Development of RAPD-Derived STS Markers for Genetic Diversity Assessment in Melon (Cucumis melo L.)

Abstract

Random amplified polymorphic DNA (RAPD) has been used widely in diversity studies, including population structure and phylogenetics at all taxonomic levels. However, there is a problem in stability and repeatability of RAPD in some cases. Therefore, conversion of RAPD markers into new type of PCR-based marker to overcome low levels of repeatability of RAPD marker is needed. The aim of this study was to develop sequence-tagged site (STS) markers by designing specific primers based on RAPD marker sequences to provide the potential markers for analyzing genetic diversity of melon germplasm.

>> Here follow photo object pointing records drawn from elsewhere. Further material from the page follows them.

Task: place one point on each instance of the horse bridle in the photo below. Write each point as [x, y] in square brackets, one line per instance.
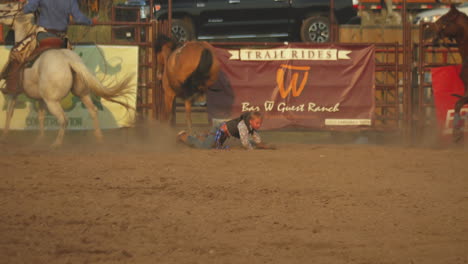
[6, 13]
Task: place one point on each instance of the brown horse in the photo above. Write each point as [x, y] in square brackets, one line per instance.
[187, 71]
[454, 25]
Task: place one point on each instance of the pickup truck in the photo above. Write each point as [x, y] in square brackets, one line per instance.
[293, 20]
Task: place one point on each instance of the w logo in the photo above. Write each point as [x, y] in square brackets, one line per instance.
[292, 87]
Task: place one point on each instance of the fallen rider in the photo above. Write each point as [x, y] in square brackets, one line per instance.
[244, 128]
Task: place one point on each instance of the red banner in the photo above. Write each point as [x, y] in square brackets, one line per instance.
[314, 86]
[445, 82]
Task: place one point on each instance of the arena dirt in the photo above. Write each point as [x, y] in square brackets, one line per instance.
[140, 198]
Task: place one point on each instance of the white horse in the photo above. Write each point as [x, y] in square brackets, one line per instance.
[53, 75]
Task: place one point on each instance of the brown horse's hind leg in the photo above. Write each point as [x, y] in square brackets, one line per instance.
[86, 99]
[56, 109]
[169, 96]
[9, 115]
[188, 114]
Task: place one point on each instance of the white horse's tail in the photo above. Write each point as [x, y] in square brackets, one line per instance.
[122, 89]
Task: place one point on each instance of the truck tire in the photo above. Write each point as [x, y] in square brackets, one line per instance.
[183, 30]
[315, 29]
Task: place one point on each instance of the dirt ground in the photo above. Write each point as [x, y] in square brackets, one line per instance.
[143, 199]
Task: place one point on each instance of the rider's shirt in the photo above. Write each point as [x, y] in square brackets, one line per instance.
[55, 14]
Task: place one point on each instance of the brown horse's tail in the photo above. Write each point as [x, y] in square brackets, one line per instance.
[195, 83]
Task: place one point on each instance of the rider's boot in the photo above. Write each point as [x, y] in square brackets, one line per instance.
[11, 75]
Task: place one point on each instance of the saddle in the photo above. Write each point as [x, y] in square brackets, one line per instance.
[13, 73]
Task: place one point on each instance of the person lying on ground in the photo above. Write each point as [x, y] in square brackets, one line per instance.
[244, 128]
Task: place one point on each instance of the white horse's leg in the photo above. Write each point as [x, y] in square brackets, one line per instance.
[56, 109]
[41, 118]
[9, 114]
[86, 99]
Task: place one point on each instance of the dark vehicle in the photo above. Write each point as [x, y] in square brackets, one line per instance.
[305, 20]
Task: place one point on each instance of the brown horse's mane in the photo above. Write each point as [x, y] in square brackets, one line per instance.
[162, 40]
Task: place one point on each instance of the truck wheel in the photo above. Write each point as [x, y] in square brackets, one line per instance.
[315, 29]
[183, 30]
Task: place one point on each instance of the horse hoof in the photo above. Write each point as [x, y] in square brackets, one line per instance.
[56, 145]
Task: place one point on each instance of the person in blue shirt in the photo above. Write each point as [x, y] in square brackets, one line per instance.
[53, 21]
[55, 15]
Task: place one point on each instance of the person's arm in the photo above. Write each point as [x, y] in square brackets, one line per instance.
[78, 17]
[244, 135]
[256, 138]
[31, 6]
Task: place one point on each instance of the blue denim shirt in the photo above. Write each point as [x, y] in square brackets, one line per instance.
[55, 14]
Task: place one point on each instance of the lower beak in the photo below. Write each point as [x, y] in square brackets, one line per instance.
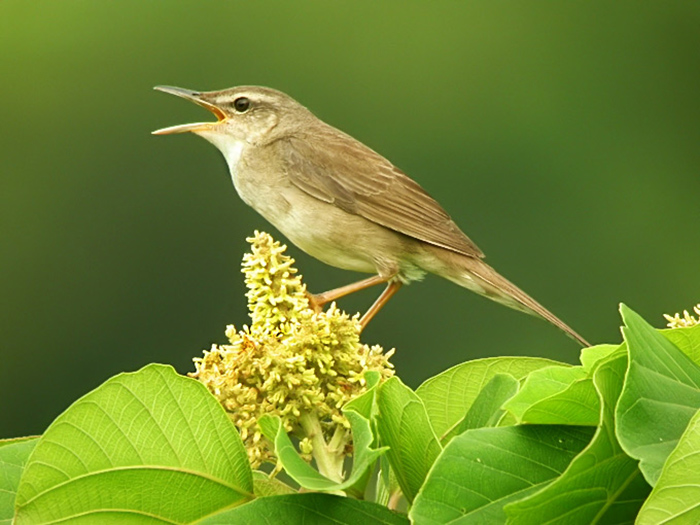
[199, 99]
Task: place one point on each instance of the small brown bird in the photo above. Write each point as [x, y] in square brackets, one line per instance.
[340, 201]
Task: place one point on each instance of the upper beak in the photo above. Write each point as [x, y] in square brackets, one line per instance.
[199, 99]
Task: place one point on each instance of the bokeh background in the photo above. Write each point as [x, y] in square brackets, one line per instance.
[564, 137]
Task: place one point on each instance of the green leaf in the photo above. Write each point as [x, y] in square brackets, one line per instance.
[316, 509]
[13, 456]
[359, 413]
[687, 339]
[449, 395]
[556, 395]
[676, 496]
[591, 355]
[264, 485]
[144, 447]
[660, 396]
[403, 425]
[602, 484]
[486, 410]
[307, 476]
[14, 441]
[482, 470]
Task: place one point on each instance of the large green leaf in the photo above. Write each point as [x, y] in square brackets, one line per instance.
[676, 496]
[13, 456]
[403, 425]
[449, 395]
[144, 447]
[603, 484]
[556, 395]
[307, 509]
[661, 394]
[482, 470]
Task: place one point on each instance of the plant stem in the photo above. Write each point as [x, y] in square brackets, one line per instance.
[329, 457]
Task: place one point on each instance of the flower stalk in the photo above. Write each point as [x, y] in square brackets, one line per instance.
[291, 362]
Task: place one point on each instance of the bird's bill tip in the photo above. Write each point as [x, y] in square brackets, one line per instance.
[184, 128]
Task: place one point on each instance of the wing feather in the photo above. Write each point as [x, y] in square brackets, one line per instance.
[335, 168]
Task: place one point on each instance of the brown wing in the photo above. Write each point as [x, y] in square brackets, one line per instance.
[362, 182]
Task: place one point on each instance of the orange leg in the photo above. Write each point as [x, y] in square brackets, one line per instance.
[319, 300]
[387, 294]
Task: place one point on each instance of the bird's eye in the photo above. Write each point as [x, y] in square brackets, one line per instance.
[241, 104]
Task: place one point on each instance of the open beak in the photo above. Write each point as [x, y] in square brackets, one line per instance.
[199, 99]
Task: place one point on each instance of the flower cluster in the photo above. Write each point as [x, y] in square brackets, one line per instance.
[291, 361]
[678, 321]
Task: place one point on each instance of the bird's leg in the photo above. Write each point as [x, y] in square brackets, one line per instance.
[387, 294]
[317, 301]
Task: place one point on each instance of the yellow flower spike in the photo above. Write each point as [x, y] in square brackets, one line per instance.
[290, 361]
[686, 320]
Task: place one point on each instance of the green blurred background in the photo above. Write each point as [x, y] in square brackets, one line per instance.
[563, 137]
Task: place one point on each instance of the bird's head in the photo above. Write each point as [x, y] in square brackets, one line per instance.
[245, 114]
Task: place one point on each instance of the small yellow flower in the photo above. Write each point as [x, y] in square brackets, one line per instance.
[678, 321]
[290, 362]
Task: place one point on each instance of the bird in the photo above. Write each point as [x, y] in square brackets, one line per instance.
[340, 201]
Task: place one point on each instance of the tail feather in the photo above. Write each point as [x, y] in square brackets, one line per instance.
[476, 275]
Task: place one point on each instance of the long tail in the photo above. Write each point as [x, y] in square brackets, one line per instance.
[476, 275]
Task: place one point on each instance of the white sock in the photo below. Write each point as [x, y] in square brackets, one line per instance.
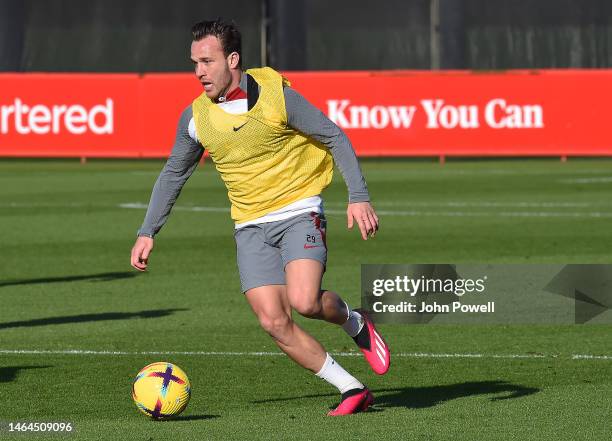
[354, 323]
[335, 375]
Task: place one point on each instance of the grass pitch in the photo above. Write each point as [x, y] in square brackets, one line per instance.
[66, 284]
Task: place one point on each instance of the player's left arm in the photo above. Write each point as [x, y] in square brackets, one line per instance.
[303, 116]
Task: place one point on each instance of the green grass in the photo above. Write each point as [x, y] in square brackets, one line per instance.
[65, 283]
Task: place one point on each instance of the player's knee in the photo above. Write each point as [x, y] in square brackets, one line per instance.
[277, 326]
[308, 307]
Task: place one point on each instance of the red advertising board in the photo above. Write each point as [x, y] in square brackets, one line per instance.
[386, 113]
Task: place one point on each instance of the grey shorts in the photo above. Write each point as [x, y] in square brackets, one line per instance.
[263, 250]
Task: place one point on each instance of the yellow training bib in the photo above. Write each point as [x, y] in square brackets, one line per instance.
[264, 164]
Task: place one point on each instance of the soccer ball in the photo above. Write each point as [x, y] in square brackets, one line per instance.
[161, 390]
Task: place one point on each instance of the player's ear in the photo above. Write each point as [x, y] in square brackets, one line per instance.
[233, 60]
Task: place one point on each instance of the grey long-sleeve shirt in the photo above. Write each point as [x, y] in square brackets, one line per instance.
[186, 153]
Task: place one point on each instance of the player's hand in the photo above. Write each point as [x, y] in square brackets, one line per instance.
[141, 251]
[366, 218]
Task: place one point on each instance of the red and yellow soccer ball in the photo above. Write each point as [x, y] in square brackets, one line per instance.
[161, 390]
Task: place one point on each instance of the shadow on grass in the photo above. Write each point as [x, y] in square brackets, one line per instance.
[102, 277]
[190, 418]
[90, 318]
[422, 397]
[10, 373]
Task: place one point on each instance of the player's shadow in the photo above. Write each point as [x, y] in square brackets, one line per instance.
[190, 418]
[102, 277]
[10, 373]
[155, 313]
[422, 397]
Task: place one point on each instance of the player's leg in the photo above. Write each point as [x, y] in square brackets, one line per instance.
[270, 305]
[306, 297]
[304, 254]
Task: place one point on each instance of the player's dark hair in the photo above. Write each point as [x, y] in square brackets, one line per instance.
[227, 33]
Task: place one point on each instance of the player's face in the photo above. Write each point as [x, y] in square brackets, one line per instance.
[211, 66]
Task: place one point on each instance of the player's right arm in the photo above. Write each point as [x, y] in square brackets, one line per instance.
[183, 160]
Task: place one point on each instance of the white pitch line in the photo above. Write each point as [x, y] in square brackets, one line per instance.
[415, 213]
[602, 180]
[276, 354]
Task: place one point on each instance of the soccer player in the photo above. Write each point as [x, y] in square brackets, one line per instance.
[275, 153]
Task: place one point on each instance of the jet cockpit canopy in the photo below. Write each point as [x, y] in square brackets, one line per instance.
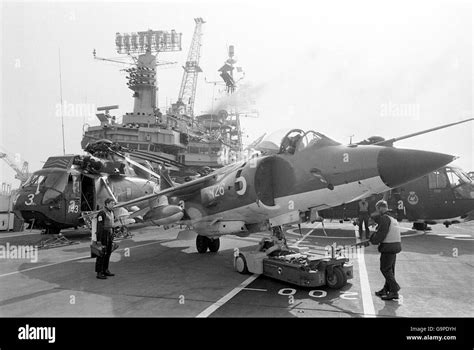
[286, 141]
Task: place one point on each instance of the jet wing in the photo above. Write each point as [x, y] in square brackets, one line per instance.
[185, 190]
[395, 139]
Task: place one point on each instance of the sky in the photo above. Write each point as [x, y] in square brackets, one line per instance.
[343, 68]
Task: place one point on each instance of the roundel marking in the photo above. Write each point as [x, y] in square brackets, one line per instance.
[243, 187]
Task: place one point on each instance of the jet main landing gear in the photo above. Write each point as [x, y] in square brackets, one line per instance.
[204, 243]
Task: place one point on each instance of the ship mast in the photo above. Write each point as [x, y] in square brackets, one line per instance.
[187, 91]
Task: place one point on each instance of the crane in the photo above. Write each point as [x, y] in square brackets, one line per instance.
[21, 174]
[187, 91]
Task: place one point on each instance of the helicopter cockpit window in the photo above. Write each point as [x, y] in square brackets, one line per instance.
[460, 183]
[437, 180]
[457, 177]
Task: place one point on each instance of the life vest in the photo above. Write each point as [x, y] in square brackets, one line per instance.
[109, 219]
[393, 234]
[363, 206]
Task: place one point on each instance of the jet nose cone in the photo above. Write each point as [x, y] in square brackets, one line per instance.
[399, 166]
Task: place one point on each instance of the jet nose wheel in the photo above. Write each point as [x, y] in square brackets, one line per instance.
[338, 278]
[241, 264]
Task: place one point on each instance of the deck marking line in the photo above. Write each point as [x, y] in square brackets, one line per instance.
[227, 297]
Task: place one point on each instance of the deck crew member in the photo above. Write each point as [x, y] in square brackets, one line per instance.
[388, 238]
[105, 223]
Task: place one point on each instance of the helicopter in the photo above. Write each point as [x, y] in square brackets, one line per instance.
[59, 195]
[444, 196]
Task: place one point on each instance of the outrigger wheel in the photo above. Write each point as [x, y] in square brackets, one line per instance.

Eight RAPD-STS markers were successfully converted from RAPD markers and have two polymorphism types: A20 and B99 showed different sizes of fragment; A22, A31, A57, B15, B71 and C00 showed presence/absence polymorphism in melon germsplasm. The applicability of new RAPD-STS markers has been demonstrated by comparing genotype analysis of 41 melon accessions using RAPD and RAPD-STS markers. Both of RAPD markers and RAPD-STS markers divided them into two major clusters. However, the RAPD-STS markers were more polymorphic than RAPD markers (polymorphic index content (PIC) values were 0.346 and 0.274, respectively). Mantel's test showed significant correlation (r = 0.896, P < 0.01) between RAPD-STS dendrogram and RAPD dendrogram. Furthermore, RAPD-STS markers could give more information in population structure and identify admixture individuals by using STRUCTURE software. Eight RAPD-STS markers developed in this study are useful for genetic diversity analysis and population studies in melon.